Primary Pulmonary NUT Midline Carcinoma: Clinical, Radiographic, and Pathologic Characterizations

Abstract

NUT midline carcinoma (NMC) is a poorly differentiated tumor typically driven by a t(15;19) rearrangement leading to a NUT fusion event. This rare and uniformly fatal tumor arises in multiple organ sites; however the clinical, radiographic, and pathologic characteristics of primary pulmonary NMC are poorly defined. We identified eight cases of primary pulmonary NMC in our consult practice over 4 years and, using a NUT immunohistochemistry screen, retrospectively identified one additional case from 166 (0.6%) consecutive in-house biopsies of lung carcinomas lacking glandular differentiation. Eight cases had available clinical and radiographic data and shared a remarkable degree of similarity. The median age at presentation was 30 (range 21-68). Six patients had little or no smoking history. All complained of 1 to 3 months of cough at presentation. Computed tomography scans showed a large, centrally located primary mass with confluent involvement of mediastinal lymph nodes, pleural disease, and sparing of the contralateral lung. Lytic bone metastases were common but brain metastases were absent in all cases. Pathologically, all cases showed primitive-appearing round to epitheloid cells growing in nests and sheets. All tumors expressed keratin, p63 or p40, and NUT protein. Eight cases had a fluorescence in situ hybridization-proven BRD4-NUT or BRD3-NUT rearrangement; one case was presumed to have a NUT-variant fusion event. Median overall survival was 2.2 months. Despite the rarity of primary pulmonary NMC, it is important to recognize this entity to counsel patients regarding outcome and to identify candidates for targeted BRD inhibitors currently in clinical trials.

Figure 1

Contrast enhanced CT scan of the chest demonstrated a large, poorly-defined mass in the right lower lobe (arrow, panel A), located centrally and confluent with right hilar and mediastinal adenopathy (arrows, panel B). Note right pleural effusion (black asterisk, panel A) and obstructive atelectasis on the right (white asterisk, panel A). There was no evidence of involvement of the left lung. Bone metastasis was present, demonstrating lytic lesions (black arrow, panel C).

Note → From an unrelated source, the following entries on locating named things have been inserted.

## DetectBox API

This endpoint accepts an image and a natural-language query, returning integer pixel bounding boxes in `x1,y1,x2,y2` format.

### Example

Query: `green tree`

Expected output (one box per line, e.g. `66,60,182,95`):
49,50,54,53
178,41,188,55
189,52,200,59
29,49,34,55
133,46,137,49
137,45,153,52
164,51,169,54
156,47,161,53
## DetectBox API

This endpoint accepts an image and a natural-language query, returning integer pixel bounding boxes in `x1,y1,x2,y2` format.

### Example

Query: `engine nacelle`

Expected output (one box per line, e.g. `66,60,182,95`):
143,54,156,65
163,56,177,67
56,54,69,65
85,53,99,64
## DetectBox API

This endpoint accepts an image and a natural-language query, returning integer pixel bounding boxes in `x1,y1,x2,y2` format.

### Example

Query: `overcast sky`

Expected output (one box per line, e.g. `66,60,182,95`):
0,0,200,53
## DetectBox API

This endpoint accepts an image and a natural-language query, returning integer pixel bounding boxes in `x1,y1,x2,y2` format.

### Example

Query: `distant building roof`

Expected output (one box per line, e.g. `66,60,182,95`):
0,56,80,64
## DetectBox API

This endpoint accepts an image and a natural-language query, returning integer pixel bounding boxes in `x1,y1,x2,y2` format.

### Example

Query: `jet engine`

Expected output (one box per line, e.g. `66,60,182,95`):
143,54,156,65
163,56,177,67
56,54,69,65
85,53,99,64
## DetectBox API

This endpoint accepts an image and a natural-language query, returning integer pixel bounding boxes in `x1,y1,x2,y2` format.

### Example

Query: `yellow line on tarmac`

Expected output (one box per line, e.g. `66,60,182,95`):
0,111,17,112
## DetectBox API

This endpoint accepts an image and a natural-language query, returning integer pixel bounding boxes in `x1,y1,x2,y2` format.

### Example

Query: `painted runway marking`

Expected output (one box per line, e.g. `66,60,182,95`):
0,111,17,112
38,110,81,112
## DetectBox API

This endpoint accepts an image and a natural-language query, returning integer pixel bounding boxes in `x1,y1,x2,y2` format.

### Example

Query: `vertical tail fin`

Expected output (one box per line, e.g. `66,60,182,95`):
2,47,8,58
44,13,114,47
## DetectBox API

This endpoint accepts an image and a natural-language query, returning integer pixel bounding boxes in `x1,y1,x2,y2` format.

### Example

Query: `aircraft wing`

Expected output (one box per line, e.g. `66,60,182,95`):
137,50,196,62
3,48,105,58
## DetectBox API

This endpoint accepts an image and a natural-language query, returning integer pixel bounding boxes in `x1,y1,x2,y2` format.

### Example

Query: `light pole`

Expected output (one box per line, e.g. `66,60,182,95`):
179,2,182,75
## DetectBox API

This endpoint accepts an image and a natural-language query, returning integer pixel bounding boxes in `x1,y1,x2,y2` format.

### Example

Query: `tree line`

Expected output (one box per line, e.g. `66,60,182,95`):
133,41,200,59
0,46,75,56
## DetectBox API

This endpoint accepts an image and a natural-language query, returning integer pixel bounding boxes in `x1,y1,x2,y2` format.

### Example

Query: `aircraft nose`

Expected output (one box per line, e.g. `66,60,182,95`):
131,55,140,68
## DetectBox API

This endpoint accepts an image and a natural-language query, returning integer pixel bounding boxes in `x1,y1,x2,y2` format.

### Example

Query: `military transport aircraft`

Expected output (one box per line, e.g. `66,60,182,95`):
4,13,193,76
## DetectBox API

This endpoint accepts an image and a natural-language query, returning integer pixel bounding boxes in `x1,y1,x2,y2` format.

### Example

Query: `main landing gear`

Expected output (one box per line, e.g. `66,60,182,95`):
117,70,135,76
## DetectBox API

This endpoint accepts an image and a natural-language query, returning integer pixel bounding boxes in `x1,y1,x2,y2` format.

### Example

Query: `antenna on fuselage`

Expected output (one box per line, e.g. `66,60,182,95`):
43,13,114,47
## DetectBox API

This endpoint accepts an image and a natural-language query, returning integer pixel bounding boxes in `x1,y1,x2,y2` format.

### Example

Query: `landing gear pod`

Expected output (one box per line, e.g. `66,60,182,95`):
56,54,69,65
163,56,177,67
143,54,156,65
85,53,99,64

Whole body image of the FDG-PET scan demonstrated marked FDG avidity of the dominant lung lesion (white arrow, panel D), as well as metastatic sites including innumerable osseous lesions and a subcutaneous lesion in the right flank (black arrow, panel D). Most of the osseous lesions were more noticeable on PET than CT, and Tc-99m MDP bone scintigraphy was negative for osseous metastasis.

Figure 2

A) Hematoxylin and eosin stain (400X) of a Nut midline carcinoma showing B) weak, scattered nuclear positivity for thyroid transcription factor-1 (TTF-1). C) Hematoxylin and eosin stain (200X) of a Nut midline carcinoma with crush artifact and nuclear molding (lower right) and B) scattered tumor cells with membranous CD56 expression.

Figure 3

Retrospectively identified primary pulmonary Nut midline carcinoma. A) Hematoxylin and eosin-stained slide at 400X showing a primitive cell population surrounded by a proliferation of reactive respiratory epithelial cells and marked neutrophilic infiltrate. B) NUT immunohistochemistry is positive in the primitive-appearing cells. C) Dual color FISH using probes flanking the NUT locus shows split-apart of red and green signals (white arrows) consistent with NUT rearrangement. D) Dual color FISH using probes flanking the BRD4 locus shows split-apart of red and green signals (white arrows) consistent with BRD4 rearrangement. Together with Fig. 3C, the findings are consistent with a BRD4-NUT fusion.